Bioinformatic analysis finds genes with potential role in SSc
Four genes could be biomarkers, treatment targets for systemic sclerosis
An analysis of genetic data from patient skin samples revealed four genes that may be involved in the development or progression of systemic sclerosis (SSc), as well as regulatory molecules that also might contribute.
The scientists believe these four genes — SERPINE1, CCL2, IL6, and ISG15 — could be potential treatment targets for SSc, although more research is needed “to further validate our conclusion,” the authors wrote.
The study, “Bioinformatics-integrated screening of systemic sclerosis-specific expressed markers to identify therapeutic targets,” was published in the journal Frontiers in Immunology.
Given its complexity, there is not yet an approved therapy to target the underlying cause of SSc. That’s why there is a need to better understand its underlying mechanisms and identify new treatments
Bioinformatic analysis of published genetic data has become a popular way of identifying genes that might play a role in various diseases. Such genes and the proteins they are responsible for producing could serve as disease biomarkers and therapeutic targets.
In the study, researchers in China performed bioinformatic analysis using genetic information obtained from skin samples of SSc patients and healthy people that were contained across four published datasets.
They identified hundreds of genes with different activity, or expression, in SSc samples compared with healthy people; many were found in blood/immune tissues or bone/muscle tissues.
The most common biological roles for these genes were related to regulation of the actin cytoskeleton, which provides cells with structural and mobility support, as well as immune and other metabolic processes.
A series of additional analyses narrowed the search to six genes that were altered most significantly in the SSc samples. Of them, four were more highly expressed in SSc samples than in healthy people: SERPINE1, CCL2, IL6, and ISG15.
SERPINE1 provides instructions to produce plasminogen activator inhibitor-1 (PAI-1), which is involved in blood clotting and tissue fibrosis (scarring). CCL2, IL6, and ISG15 each have been implicated in immune and inflammatory processes.
“Thus, SERPINE1, CCL2, IL6, and ISG15 may be effective biomarkers for SSc,” the researchers wrote, annotating these genes of interest as “hub genes.”
That finding was confirmed in a mouse SSc model, where the genes again were found to have higher expression compared with healthy mice.
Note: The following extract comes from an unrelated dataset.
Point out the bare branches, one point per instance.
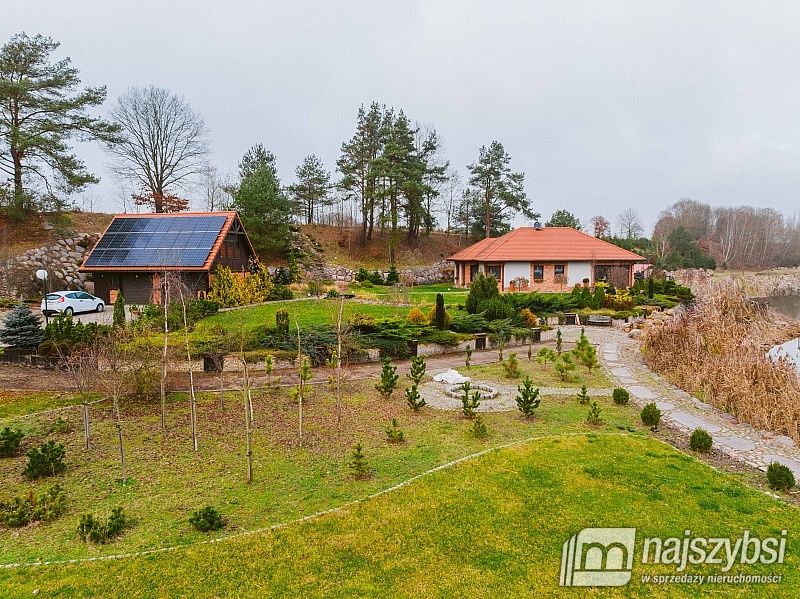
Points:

The protein that each gene was responsible for producing also was elevated in the SSc model.
It ultimately was determined that SERPINE1 had the best diagnostic value as an SSc biomarker, with the ability to distinguish SSc samples from healthy ones with nearly 95% accuracy.
Further bioinformatic analysis identified a handful of regulatory molecules involved in modulating these SSc genes of interest, which also might be related to the disease’s onset or progression.
Because the SSc hub genes could play a role in SSc progression, and thus may be treatment targets, the team conducted an analysis to identify whether any existing medications or molecules might interact with them.
Three medications were identified that could hold the most significant potential for SSc: carlumab, bindarit, and aleplasinin.
Carlumab is an antibody that specifically targets CCL2, the immune-signaling protein that CCL2 produces, whereas bindarit inhibits production of CCL2. Aleplasinin is a small molecule inhibitor of SERPINE1‘s protein product, PAI-1.
‘Shedding new light on SSc pathogenesis’
Overall, the study identifies potential SSc biomarker genes, their regulators, and molecules that target them, “shedding new light on SSc pathogenesis [disease mechanisms],” the researchers wrote.
“We anticipate that the present findings will highlight the importance of combining PAI-1 and inflammatory factors in the therapy and diagnosis of SSc,” the team concluded.